The truth is, since then a lot of water has gone by under the bridge. And Lanegan comes to the country for the first time to play a show on the 7th of July with The Gutter Twins, the duo he shares with Greg Dulli, another veteran of the 90's "alternative" scene fronting the Afghan Wings. Can we see you as two icons of the undergrunge?

"We're just two guys who have been playing music for a long time and are still doing it. But it's not up to us how people can see us", he remarks. Though they knew each other from long before, the origin of the duo can be traced back to his part in -Dulli's new band- The Twilight Singers' Blackberry Belle (2003). A year later, Dulli was part of Lanegan's Bubblegum and went with him on tour, playing keyboards. "We're good friends and got together sometimes to write songs. At the beginning, the project wasn't at all serious. But, eventually, we realized we had material for a record and wanted to finish it. That's what we did on Saturnalia" he describes.

How does The Gutter Twins sound live?
The show we're taking to Argentina is an acoustic one. It's Greg, me and another guitar player. We're playing songs from Saturnalia but also others from my solo records, of The Screaming Trees, The Twilight Singers and some covers. Also some new songs, unreleased. It's a whole challenge for us to play this way, without a rock band at our backs. It's gonna be a night of challenges.

Is the challenge to play with less electricity?
That's one of them. The other one is, when you play this way, the audience is really close to you (he laughs). It's a different performance than the usual, a lot more intimate.

Someone described Saturnalia as a record about "saints and sinners, about good and evil". Do you agree?
Well, in a way all the music I've made throughout my career would fit into that category. Saturnalia included

In Screaming Trees' "Winter Song", you sung "Jesus knocking on my door". And the Bible's expression "Until Kingdom Come" can be found on Bubblegum and on -the first record you did with (Belle & Sebastian's singer) Isobel Campbell- Ballad of the Broken Seas as well. Do you consider yourself to be a religious person?
I read a lot of books but not the Bible (he laughs) There's a lot of experiences that I didn't live myself but appear all the same on my songs. I don't consider myself a religious person. With luck I'm a spiritual person.

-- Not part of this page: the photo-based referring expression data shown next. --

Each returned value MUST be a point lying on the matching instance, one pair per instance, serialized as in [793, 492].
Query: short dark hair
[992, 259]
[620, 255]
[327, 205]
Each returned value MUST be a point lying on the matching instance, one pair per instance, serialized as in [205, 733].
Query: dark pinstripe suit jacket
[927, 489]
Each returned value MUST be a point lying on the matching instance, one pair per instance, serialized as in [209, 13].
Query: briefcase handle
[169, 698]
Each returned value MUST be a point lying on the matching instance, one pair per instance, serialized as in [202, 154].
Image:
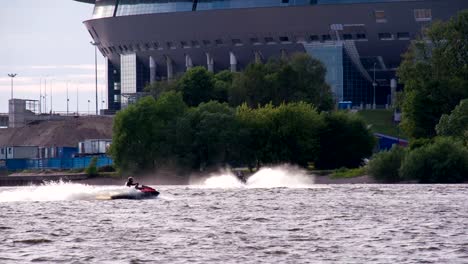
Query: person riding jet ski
[130, 183]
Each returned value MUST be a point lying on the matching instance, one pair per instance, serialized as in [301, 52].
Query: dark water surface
[319, 224]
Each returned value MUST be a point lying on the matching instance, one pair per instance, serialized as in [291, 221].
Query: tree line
[435, 109]
[155, 133]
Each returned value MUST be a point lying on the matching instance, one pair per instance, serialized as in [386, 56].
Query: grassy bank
[381, 121]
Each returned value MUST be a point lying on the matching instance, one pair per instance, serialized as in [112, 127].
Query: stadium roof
[87, 1]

Throughout your career you've worked with very different people, from Cobain to the English electropop band Soulsavers, to Campbell and the Queens of the Stone Age. Do you have to do some sort of "mental switch" to go from one project to the next as a collaborator?
I was blessed with the opportunity to collaborate with very different people. And it's something that I definitely enjoy very much. Luckily in every one of the cases I felt like I was able to do it. It's something I do but I'm not sure I consider myself a "collaborator". Every situation involves a different point of view. And, so far, I believe it has worked correctly in the different levels I took part of.

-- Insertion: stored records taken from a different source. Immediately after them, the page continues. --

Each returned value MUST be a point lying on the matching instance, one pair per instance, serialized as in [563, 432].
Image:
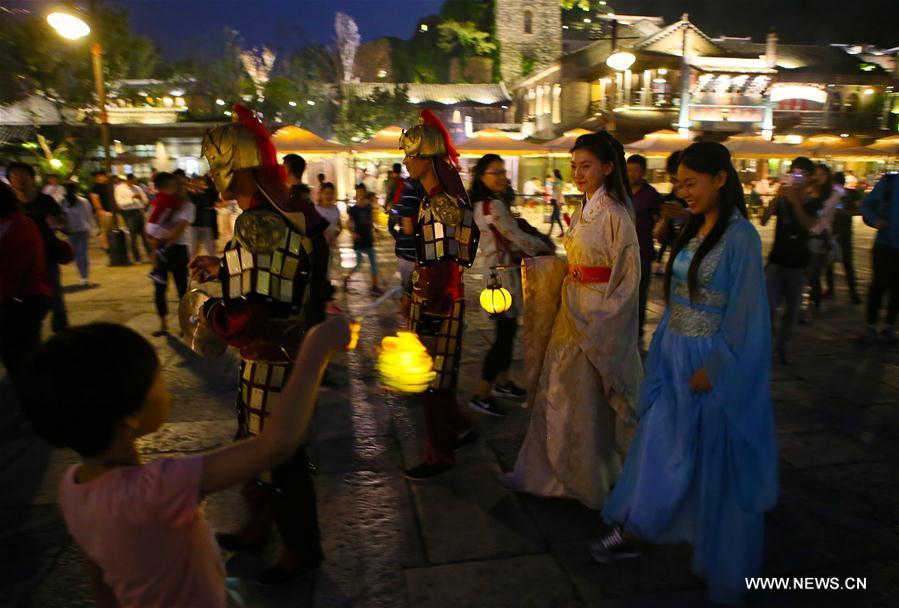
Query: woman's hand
[336, 333]
[204, 268]
[700, 383]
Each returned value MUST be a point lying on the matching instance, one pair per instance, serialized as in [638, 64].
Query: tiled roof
[445, 94]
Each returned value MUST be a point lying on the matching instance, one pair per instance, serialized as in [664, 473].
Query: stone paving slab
[369, 534]
[532, 581]
[187, 437]
[813, 448]
[465, 515]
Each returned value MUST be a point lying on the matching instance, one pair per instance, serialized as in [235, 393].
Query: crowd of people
[677, 445]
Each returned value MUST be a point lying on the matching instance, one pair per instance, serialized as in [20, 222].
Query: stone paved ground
[462, 540]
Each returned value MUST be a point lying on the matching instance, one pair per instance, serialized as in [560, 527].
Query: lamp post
[621, 61]
[71, 27]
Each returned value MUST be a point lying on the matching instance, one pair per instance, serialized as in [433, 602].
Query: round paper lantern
[404, 364]
[496, 299]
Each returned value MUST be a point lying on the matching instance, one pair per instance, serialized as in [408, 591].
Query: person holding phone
[789, 259]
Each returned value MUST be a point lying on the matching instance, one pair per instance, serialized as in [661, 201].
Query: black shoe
[427, 471]
[781, 355]
[510, 391]
[236, 542]
[486, 406]
[469, 438]
[279, 574]
[612, 548]
[869, 336]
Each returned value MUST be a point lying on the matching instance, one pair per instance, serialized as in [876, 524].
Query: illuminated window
[557, 104]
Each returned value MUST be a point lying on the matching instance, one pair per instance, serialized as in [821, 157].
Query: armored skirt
[703, 466]
[581, 358]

Besides recording with QOTSA there were speculations that you might become their singer for good. Did you though about it seriously?
No. I was involved in some of their records, I played a lot of shows with them and I had a very good time. I loved the band, the boys and the music. But it was what it was.

In Bubblegum you had Josh Homme and Nick Olivieri from QOTSA, PJ Harvey, Dulli, Izzy Stradlin and Duff McKagan from the Guns N' Roses as collaborators. How did you do to get them all together in a record?
What I do in my records is to ask my friends to come and play. And they were the people who were around me at the time I was making Bubblegum. That's it.

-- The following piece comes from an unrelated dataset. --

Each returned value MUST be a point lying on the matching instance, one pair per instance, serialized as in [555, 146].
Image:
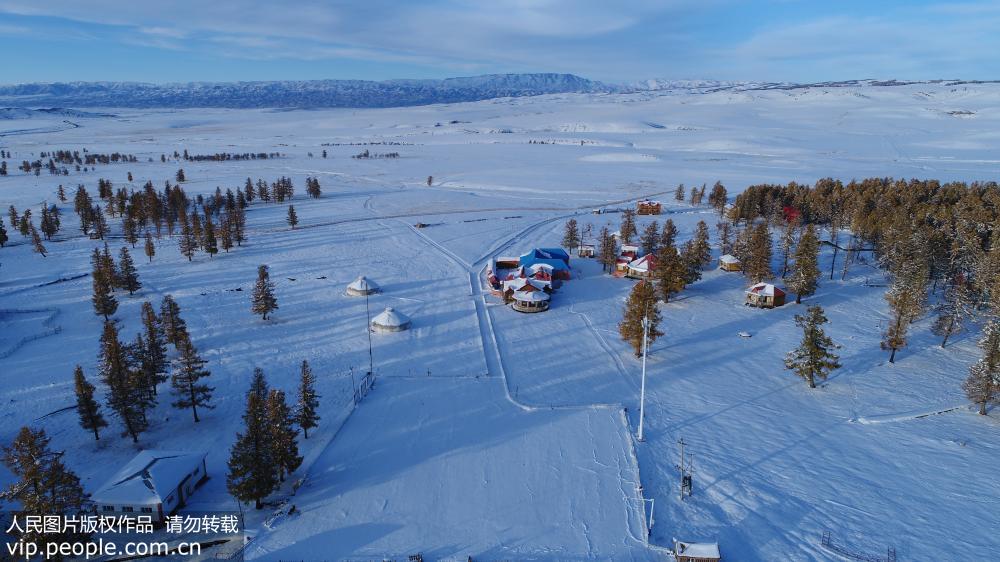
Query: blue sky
[223, 40]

What side of you did you get to explore while working with Isobel Campbell?
There's a lot of sweetness in her music. And I really enjoyed it being able to share it with her. It's the same reason why we're trying to do an acoustic show with Greg: because for me it's a challenge to do things from the point of view of someone else. Maybe I wouldn't do it out of my own initiative. I mean, I wouldn't sing a song written from a woman's perspective. And there's something really sweet being able to do that. It may seem naive but they turn out to be satisfactory experiences to me.